The newest addition to the cliche category comes right from the headlines. And I am wholly supportive of all of the wonderful photographers who are using their images to influence the anti-Wild horse roundup efforts. But......
4 - Wild Horses Running Free or Wild Stallions Fighting or the ubiquitous Wild Horse with Blowing Mane shot does not automatically make it a Fine Art image! Good politics aside......you must learn to separate the surface emotion enough from a photograph to understand if it makes for a shot that can stand on it's own without the sentiment of politics. Fierce Grace by Tony Stromberg and many of the shots by Dutesco do....but very few that have been done since. They make for beautiful and important photographs, but they are not art.
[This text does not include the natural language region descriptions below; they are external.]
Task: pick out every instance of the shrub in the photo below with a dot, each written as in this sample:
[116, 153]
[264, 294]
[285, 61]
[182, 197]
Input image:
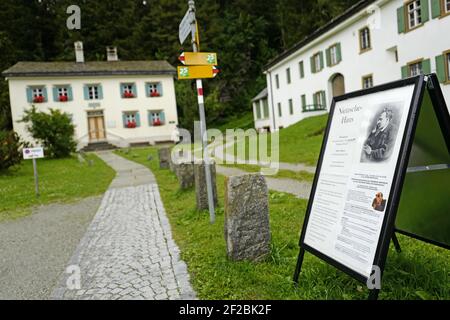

Any subject that gets over done, loses it's impact and becomes a huge challenge to those trying to create art from it. That does not mean that it is not possible to do. But it does mean that very, very few will be able to do it in a unique enough way to capture the attention of the savvy Fine Art viewer.
Oh and by the way....my own close-up body shots are getting to cliche status now too with the incredible number of photographers now doing their own version of them. So as you might expect....my own work will have to evolve now. Time to go beyond the cliche and explore the unknown. Who will join me?
Juliet (and my photo above, does not make the cut either. It is just another nice eye shot.)